The whole afternoon, Morrison had pored through that morning’s Sun and the afternoon Star. Fantasy, fantasy, fantasy calls—he had licked his finger and run it down the columns. All to no avail. His number—Cynthia’s number—wasn’t there.
Still, he had the sky to think about—to worry about—and he lost all memory of its being Thursday and, therefore, concert time.
Standing in the living-room, revelling briefly in the twilight—his favourite time of day—Morrison idly fixed himself a drink and then a drink for Cynthia.
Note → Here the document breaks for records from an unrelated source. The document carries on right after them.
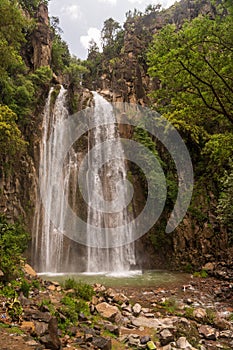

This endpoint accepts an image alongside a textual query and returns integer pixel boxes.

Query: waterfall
[33,87,73,273]
[87,92,135,272]
[32,87,135,273]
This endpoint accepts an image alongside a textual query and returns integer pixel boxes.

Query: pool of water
[39,270,190,287]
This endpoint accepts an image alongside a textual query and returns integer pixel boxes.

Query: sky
[49,0,175,59]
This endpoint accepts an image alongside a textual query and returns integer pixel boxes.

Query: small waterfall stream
[33,87,72,273]
[87,92,135,272]
[32,87,135,273]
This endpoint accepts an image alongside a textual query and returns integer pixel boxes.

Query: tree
[0,105,26,162]
[148,10,233,125]
[217,162,233,244]
[101,18,121,49]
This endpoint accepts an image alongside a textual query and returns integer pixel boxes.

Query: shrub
[0,216,29,281]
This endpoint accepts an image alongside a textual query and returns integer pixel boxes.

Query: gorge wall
[0,0,227,269]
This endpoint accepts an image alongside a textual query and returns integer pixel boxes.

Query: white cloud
[80,27,101,49]
[128,0,146,4]
[98,0,117,5]
[61,5,83,20]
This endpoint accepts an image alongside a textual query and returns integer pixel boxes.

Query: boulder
[176,337,192,350]
[146,340,156,350]
[23,264,37,277]
[193,308,207,320]
[92,337,112,350]
[160,329,174,345]
[96,302,120,321]
[198,325,217,340]
[132,303,142,316]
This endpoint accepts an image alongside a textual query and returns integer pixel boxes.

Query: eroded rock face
[32,4,52,69]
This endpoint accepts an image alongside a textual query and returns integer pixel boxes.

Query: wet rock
[160,344,171,350]
[128,334,140,346]
[104,323,120,336]
[93,283,106,293]
[176,337,192,350]
[160,329,174,345]
[140,335,151,344]
[24,309,51,323]
[34,321,48,337]
[146,341,156,350]
[198,325,217,340]
[96,302,120,321]
[131,316,161,329]
[202,262,215,272]
[132,303,142,316]
[20,321,35,334]
[23,264,37,277]
[92,337,112,350]
[26,339,39,346]
[113,293,129,304]
[193,308,207,320]
[214,317,231,330]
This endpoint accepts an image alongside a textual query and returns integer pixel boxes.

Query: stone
[84,332,93,342]
[96,302,120,321]
[113,293,129,304]
[48,284,56,292]
[25,339,39,346]
[24,309,51,323]
[193,308,207,320]
[92,337,112,350]
[198,325,217,340]
[160,344,171,350]
[140,335,151,344]
[214,317,231,331]
[132,303,142,316]
[160,328,174,345]
[146,340,156,350]
[48,317,61,350]
[23,264,37,277]
[176,337,192,350]
[104,323,120,336]
[131,316,161,329]
[128,334,140,346]
[20,321,35,333]
[202,262,215,272]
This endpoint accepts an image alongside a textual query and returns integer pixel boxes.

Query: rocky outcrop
[0,267,233,350]
[31,4,52,69]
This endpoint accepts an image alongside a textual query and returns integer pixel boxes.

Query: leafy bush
[0,216,29,281]
[64,278,94,301]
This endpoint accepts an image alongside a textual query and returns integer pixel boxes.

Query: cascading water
[33,87,74,272]
[87,92,135,272]
[32,87,135,273]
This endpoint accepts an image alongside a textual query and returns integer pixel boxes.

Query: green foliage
[147,0,233,237]
[0,104,26,161]
[5,297,23,322]
[193,270,208,278]
[58,296,90,331]
[20,279,31,298]
[217,161,233,245]
[31,66,53,88]
[18,0,49,15]
[0,216,28,281]
[64,278,94,301]
[51,34,71,75]
[148,10,233,122]
[64,58,88,89]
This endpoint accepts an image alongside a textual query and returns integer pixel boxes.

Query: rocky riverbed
[0,263,233,350]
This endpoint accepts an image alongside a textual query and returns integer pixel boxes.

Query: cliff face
[87,0,227,268]
[94,0,215,106]
[22,4,53,70]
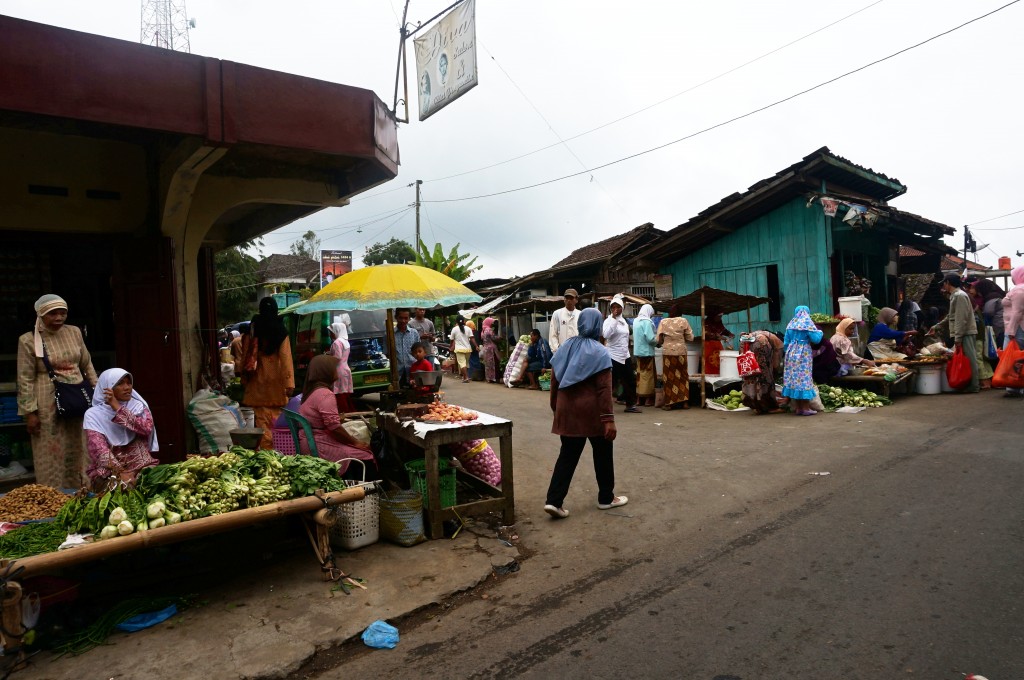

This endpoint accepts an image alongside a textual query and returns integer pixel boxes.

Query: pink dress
[331,338,354,394]
[85,406,160,481]
[299,387,374,478]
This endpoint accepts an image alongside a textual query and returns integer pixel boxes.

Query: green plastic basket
[406,459,455,510]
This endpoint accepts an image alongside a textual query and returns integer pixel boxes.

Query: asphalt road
[317,384,1024,680]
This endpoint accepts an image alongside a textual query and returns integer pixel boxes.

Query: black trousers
[611,357,637,407]
[546,435,615,508]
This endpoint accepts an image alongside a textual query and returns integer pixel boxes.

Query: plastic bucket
[718,349,739,378]
[914,366,946,394]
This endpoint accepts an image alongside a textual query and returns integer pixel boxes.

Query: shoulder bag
[43,343,92,418]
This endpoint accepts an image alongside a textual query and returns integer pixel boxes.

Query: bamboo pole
[11,486,367,579]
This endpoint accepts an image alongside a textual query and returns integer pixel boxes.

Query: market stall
[653,286,769,407]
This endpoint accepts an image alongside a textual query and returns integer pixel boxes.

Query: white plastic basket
[330,458,381,550]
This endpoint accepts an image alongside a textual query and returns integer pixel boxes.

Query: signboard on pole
[321,250,352,288]
[413,0,476,121]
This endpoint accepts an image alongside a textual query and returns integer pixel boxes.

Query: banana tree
[416,241,483,281]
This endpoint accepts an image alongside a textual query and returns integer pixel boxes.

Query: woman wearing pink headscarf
[1002,265,1024,397]
[480,316,498,383]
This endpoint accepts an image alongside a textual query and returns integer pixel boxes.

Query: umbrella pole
[386,307,398,392]
[700,291,708,409]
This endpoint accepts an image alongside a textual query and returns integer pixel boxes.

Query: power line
[423,0,885,184]
[421,0,1020,203]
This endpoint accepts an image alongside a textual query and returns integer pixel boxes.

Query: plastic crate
[406,459,455,510]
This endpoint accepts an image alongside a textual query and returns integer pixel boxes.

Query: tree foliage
[291,230,321,262]
[416,241,483,281]
[213,242,260,326]
[362,238,417,266]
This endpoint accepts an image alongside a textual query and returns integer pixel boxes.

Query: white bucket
[914,366,946,394]
[718,349,739,378]
[239,407,256,427]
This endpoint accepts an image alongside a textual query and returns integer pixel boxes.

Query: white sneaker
[544,505,569,519]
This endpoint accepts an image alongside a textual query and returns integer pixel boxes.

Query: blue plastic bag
[362,620,398,649]
[117,604,178,633]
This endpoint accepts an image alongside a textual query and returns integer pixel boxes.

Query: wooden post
[700,290,708,409]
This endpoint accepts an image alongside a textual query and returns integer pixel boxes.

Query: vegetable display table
[828,370,916,398]
[381,413,515,539]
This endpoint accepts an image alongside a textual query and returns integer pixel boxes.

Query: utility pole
[413,179,423,259]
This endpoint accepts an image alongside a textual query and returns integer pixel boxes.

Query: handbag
[946,346,974,389]
[43,343,92,418]
[992,339,1024,389]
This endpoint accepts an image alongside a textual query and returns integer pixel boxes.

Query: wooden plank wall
[662,199,834,333]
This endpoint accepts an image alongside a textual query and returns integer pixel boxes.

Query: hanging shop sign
[413,0,477,121]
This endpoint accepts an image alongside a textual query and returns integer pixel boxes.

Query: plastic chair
[281,409,319,458]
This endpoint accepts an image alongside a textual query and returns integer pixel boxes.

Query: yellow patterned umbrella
[296,264,483,391]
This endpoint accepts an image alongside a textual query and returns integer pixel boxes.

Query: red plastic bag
[992,340,1024,389]
[946,346,974,389]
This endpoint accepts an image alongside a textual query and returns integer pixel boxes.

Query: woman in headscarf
[703,309,734,376]
[742,331,782,416]
[1002,265,1024,397]
[782,305,822,416]
[242,297,299,449]
[299,354,377,479]
[17,294,96,488]
[328,322,355,413]
[544,307,629,519]
[657,305,693,411]
[83,369,160,492]
[480,316,498,383]
[601,295,641,413]
[633,304,657,407]
[867,307,918,362]
[449,314,476,383]
[828,316,874,371]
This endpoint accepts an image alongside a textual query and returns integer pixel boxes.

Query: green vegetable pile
[818,385,892,411]
[712,389,743,411]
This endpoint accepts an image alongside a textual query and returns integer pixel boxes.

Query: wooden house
[617,147,954,329]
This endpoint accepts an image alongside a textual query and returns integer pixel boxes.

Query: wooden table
[381,413,515,539]
[828,370,916,398]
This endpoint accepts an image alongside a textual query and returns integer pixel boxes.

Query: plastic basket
[329,458,381,550]
[406,459,455,510]
[272,427,295,456]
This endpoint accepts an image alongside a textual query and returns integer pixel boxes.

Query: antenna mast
[139,0,196,52]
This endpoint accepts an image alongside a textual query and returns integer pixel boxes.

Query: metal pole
[414,179,423,260]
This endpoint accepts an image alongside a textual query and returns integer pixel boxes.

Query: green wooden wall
[662,199,835,334]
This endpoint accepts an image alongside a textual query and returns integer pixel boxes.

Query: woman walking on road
[544,307,629,519]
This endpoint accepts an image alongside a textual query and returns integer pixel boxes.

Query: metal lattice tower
[139,0,191,52]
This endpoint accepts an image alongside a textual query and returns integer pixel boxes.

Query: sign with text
[321,250,352,288]
[413,0,476,121]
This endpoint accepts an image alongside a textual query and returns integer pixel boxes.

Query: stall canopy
[653,286,769,407]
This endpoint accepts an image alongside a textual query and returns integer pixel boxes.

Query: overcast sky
[0,0,1024,278]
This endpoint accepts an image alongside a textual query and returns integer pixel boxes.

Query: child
[409,342,434,394]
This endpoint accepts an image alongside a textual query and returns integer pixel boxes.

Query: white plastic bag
[185,389,246,454]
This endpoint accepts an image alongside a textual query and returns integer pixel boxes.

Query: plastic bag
[992,339,1024,389]
[362,620,398,649]
[380,491,427,548]
[185,389,246,454]
[946,346,973,389]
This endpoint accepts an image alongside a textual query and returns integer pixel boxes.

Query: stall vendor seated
[83,369,160,491]
[299,354,377,479]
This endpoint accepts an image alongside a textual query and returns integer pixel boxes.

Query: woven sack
[380,491,427,548]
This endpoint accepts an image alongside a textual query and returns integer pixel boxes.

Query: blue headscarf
[785,304,818,331]
[551,307,611,387]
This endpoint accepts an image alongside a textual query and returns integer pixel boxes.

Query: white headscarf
[82,369,160,453]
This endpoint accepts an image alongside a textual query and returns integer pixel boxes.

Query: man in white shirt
[548,288,580,353]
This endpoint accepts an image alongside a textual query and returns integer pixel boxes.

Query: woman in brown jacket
[236,297,295,449]
[544,308,629,519]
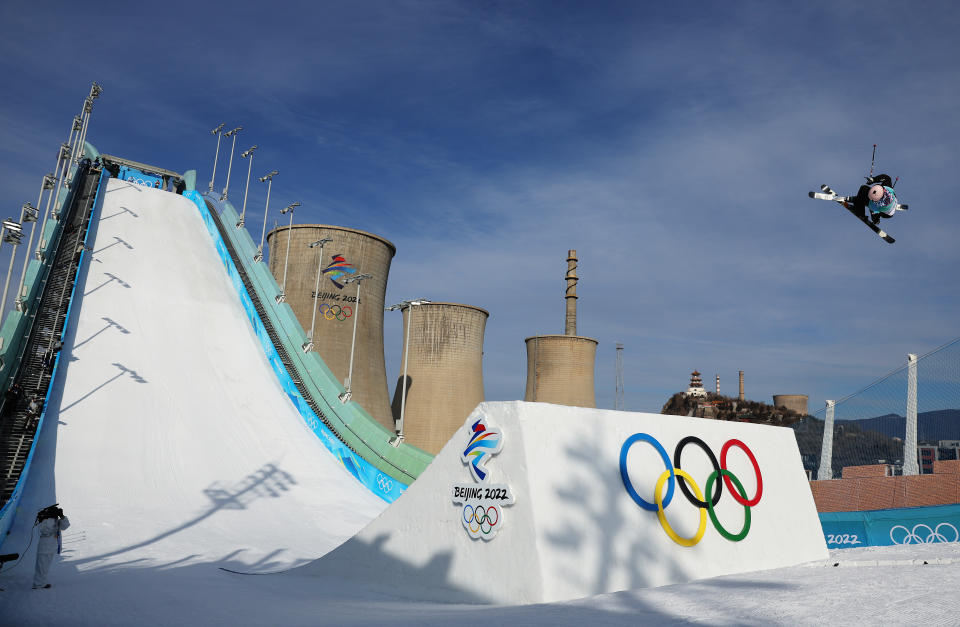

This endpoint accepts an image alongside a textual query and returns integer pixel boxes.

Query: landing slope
[5,180,385,581]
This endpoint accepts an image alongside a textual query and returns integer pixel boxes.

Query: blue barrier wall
[183,190,407,503]
[820,505,960,549]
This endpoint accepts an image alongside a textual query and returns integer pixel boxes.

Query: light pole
[385,298,431,446]
[253,170,280,263]
[277,201,300,305]
[237,144,257,229]
[337,274,373,403]
[14,172,57,311]
[0,218,26,334]
[220,126,243,200]
[304,237,333,353]
[207,122,227,193]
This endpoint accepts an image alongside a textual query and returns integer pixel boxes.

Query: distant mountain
[790,409,960,476]
[836,409,960,444]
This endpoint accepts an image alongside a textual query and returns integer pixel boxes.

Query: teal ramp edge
[203,194,433,485]
[0,170,110,546]
[820,505,960,549]
[183,190,407,503]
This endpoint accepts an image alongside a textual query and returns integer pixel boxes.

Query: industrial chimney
[524,250,597,407]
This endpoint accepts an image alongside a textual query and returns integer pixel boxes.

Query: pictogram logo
[453,418,513,540]
[460,418,503,482]
[620,433,763,547]
[323,254,357,290]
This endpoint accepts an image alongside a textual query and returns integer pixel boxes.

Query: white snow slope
[0,175,960,627]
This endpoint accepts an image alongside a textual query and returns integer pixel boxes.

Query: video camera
[37,503,63,523]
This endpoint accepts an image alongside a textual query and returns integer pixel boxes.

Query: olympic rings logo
[890,522,960,544]
[620,433,763,547]
[320,303,353,322]
[462,504,500,537]
[377,472,393,492]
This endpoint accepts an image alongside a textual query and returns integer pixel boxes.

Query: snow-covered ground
[0,544,960,627]
[0,181,960,626]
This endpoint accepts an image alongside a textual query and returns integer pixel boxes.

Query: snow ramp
[306,401,828,604]
[4,179,386,577]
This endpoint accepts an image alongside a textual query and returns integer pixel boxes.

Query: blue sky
[0,0,960,418]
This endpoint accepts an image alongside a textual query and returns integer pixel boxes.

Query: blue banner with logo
[820,504,960,549]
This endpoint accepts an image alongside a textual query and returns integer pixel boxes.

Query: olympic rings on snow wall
[317,303,353,322]
[820,504,960,549]
[183,190,408,503]
[620,433,763,547]
[460,503,501,540]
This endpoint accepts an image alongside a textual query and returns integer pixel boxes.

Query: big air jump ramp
[306,401,828,604]
[9,172,827,603]
[7,179,386,576]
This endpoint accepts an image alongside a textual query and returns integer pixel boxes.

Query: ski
[843,203,897,244]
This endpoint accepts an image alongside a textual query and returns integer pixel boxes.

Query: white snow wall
[10,179,385,572]
[303,401,827,603]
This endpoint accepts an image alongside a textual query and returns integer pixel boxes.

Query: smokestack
[563,250,579,335]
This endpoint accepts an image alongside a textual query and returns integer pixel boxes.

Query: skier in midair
[850,174,897,224]
[810,144,908,244]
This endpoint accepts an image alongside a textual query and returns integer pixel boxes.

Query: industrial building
[524,250,597,407]
[267,224,396,431]
[393,302,489,454]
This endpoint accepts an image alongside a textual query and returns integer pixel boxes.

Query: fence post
[817,401,836,481]
[903,353,920,475]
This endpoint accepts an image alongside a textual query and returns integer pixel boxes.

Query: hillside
[660,392,802,426]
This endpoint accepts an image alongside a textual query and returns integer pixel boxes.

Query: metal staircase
[0,161,102,507]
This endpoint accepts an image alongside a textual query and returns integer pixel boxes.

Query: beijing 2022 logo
[453,418,513,540]
[620,433,763,546]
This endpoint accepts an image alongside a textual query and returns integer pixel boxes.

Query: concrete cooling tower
[267,224,397,431]
[393,303,489,454]
[524,250,597,407]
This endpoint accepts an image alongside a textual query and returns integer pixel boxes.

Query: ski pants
[33,552,55,588]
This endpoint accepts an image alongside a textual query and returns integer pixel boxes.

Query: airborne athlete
[810,144,908,244]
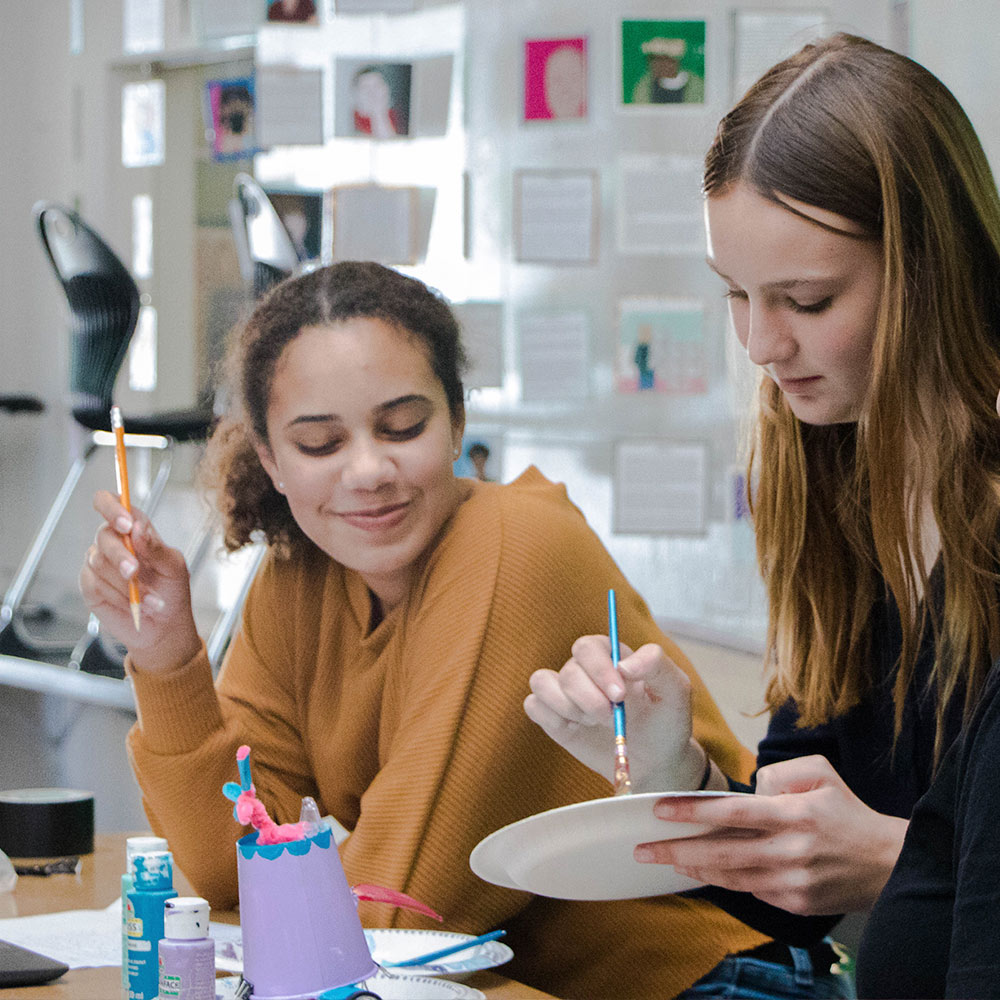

Cynthia came down the stairs and called out into the kitchen: “don’t let Alexis forget to practise, Oriana. And be sure that Seiji eats all his carrots. The spots on his chin are getting worse.” And then “good evening, darling,” to her husband as she swept around the corner wearing a black velvet dress and a tasteful loop of diamonds.
“Yes,” said Morrison—startled. This was not the figure he had expected. “Good evening, dear.” He had expected her to
be dressed in an open negligee—peach-coloured lace from Frederick’s of Hollywood—and her lipstick smeared and a telephone in her hand and her hair undone.
They stood and talked about where they might have dinner. “Why not Ed’s Warehouse?” Cynthia suggested. “It’s right across the road…Did you have a good day?”
“Yes, I did,” said Morrison, absently. His mind was trying very hard to catch up with this scene in which he felt he had forgotten his lines and was in danger of gross embarrassment.
He looked out the windows.
There was the forsythia—there were the Japanese cherry trees—there were the magnolias.
What—what was it he had forgotten to say? Or do?
Then his gaze slid sideways towards the driveway. There was the BMW.
Oh.
And he felt in his pockets till he’d found the keys and he threw them at his wife.
“There,” he said. “That’s yours.”
Cynthia was overcome with gratitude.
She spilled her drink and threw her arms around his neck and kissed him right where the mouthpiece of a telephone might have rested against his chin and she clasped her hands, stepped back and said to him: “oh, my darling—you’re an angel. What a perfectly lovely gift!” And then, with suitable humility: “but what will you be driving…?”
Morrison dabbed at her lipstick on his chin with his handkerchief and he looked out through the window. Now for his moment of triumph.